Arun is beginning to fall in love with her as well. But, one day, giving in to his younger sister’s pleading, Arun takes her to watch a movie. And who should be there at the theatre but Sarita with Romeo. Sarita, upset, leaves at once. 

So upset is she that when Arun comes for her birthday party, with Raahi’s latest book as a present, she ignores him and flirts with Romeo.


Unaware of the reason for her anger, Arun sings ‘Aansoo samjhke kyun mujhe’, which at least has the effect of making Sarita’s heart melt towards him. [Given that neither of them has even spoken to each other of their attraction – or even showed any signs of it yet – much less have a relationship, this must be the weirdest heartbreak song ever.]

Matters are back to normal the next day, however, when Arun comes to tutor Sarita. Their conversation veers to Raahi again, and Sarita coaxes Arun to write a letter for her in verse. 


To which he responds. [So, Arun is basically writing to himself and responding to himself.] Unfortunately for him, the game is soon up – Sarita, who needs Arun’s help to respond to Raahi, visits his house and discovers that Arun and Raahi are one and the same person.

Where is all this going to end?

Well, if you have watched enough Hindi films, you know how it will end, but in the meantime, the lovers have other problems to worry about – the difference in their economic status, for instance. Sarita's parentage, for another.

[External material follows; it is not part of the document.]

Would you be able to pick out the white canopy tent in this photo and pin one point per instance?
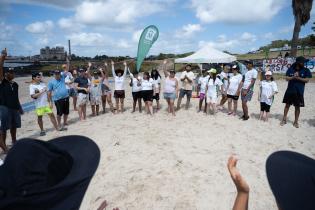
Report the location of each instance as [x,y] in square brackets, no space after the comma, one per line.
[207,54]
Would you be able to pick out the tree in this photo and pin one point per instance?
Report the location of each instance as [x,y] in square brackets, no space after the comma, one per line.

Chhaya is not one of Hrishikesh Mukherjee’s ‘great’ films; the last half an hour, especially, is unnecessarily melodramatic. Nasir Hussain clutches his heart and gets to blub a bit though Nirupa Roy does get to do a little more than play a regulation mother who misplaces her child (even if she does find her almost at once). I would also have liked to have seen a little more of Sarita’s relationship with her mother/ayah. Sarita is fond of her ayah but baulks at calling her mother. When Arun addresses Manorama as 'aap', Sarita is amused - she's only an ayah. Sarita is written as a rather shallow young woman, and there's nothing in her narrative arc that gives her any depth.

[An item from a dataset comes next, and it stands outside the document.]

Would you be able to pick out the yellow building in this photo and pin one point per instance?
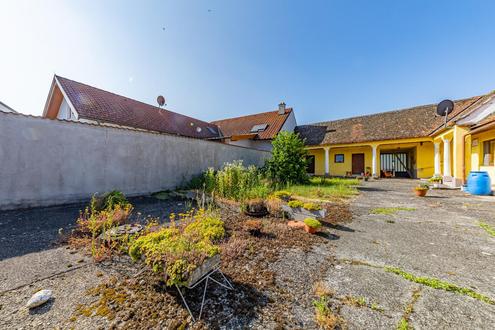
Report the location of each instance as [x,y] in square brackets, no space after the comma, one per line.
[410,143]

Sunil Dutt and Asha Parekh look stunning together...

but I would also have liked a little more build up of the Arun-Sarita romance, which was equally shoddily written. I can understand Arun falling for Sarita, but Sarita has spent the better part of the first half of the film besotted by the mysterious ‘Raahi’, and her subsequent transfer of attention to Arun (even before she knows he's Raahi) is both hasty and inexplicable. Rukmini and Lali do nothing for the plot, though poor Lalita Pawar gets to be a strident witch in the pre-climax scene. Ashim Sen, usually likeable, is irritating as Romeo and vanishes without so much as a by-your-leave towards the end. In fact, for someone ostensibly invited for the express purpose of wooing the heiress, he does nothing of the sort. [But that could also be because the print I watched (Ultra) had scenes missing, and dialogues cut off mid-way.

All in all, not great but not bad. I would watch solely for Asha Parekh and Sunil Dutt, and for Salil Chowdhury's music.